In a similar vein, given any two matrices $A,B \in \mathbb{R}^{n \times n}$ , is there an operation $A\star B$ such that $\det(A \star B) = \det(A) + \det(B)$?


Solution 1:

Let $A\star B$ be the diagonal matrix whose diagonal entries are all equal to 1 except the topmost leftmost one, which is equal to $\det A+\det B$.

Solution 2:

If $A,B$ are invertible, decompose them as $\det(A)^{1/n} \bar A$ where $\bar A$ has determinant $1$ and define $A \star B = (\det A + \det B)^{1/n}\bar A \bar B$. For $A$ singular, $B$ invertible define $A \star B = B \star A = B.$ When both are singular define $A \star B = 0$.

It ain't pretty. It probably isn't even associative.

Actually, this is overcomplicated - just define $A \star B = {\rm diag}( x, 1, 1, \ldots, 1)$ where $x=\det A + \det B$. This is associative, but it's trivializing the question: you can write this operation as $+ \circ d$ where $d(A) = {\rm diag}(\det A, 1 \ldots).$ Thus what this is essentially doing is taking the determinant first and identifying this one-dimensional space of matrices with the reals, so that the homomorphism we desire is really just the identity map on $\mathbb R$.

Is there a meaningful operation with this property?
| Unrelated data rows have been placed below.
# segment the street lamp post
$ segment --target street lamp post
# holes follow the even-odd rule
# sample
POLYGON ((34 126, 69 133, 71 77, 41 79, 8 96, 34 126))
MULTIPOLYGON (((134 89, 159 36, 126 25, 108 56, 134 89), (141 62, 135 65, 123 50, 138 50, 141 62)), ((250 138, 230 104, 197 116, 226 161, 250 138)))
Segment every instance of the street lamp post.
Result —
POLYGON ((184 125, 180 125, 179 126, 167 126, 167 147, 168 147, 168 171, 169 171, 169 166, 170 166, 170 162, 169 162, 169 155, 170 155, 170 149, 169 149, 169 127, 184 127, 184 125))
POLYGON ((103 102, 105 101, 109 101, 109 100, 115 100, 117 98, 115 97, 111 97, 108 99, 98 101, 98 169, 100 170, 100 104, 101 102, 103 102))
I doubt it.

Solution 3:

This is actually impossible for $n=0$, since there the determinant is always equal to $1$, and $1+1\neq1$. (Recall that the determinant of an identity matrix is always $1$; this is true even for the $0\times0$ matrix.) You might call this an edge case, but failure in such a simple case might be a warning that you are on a wrong track.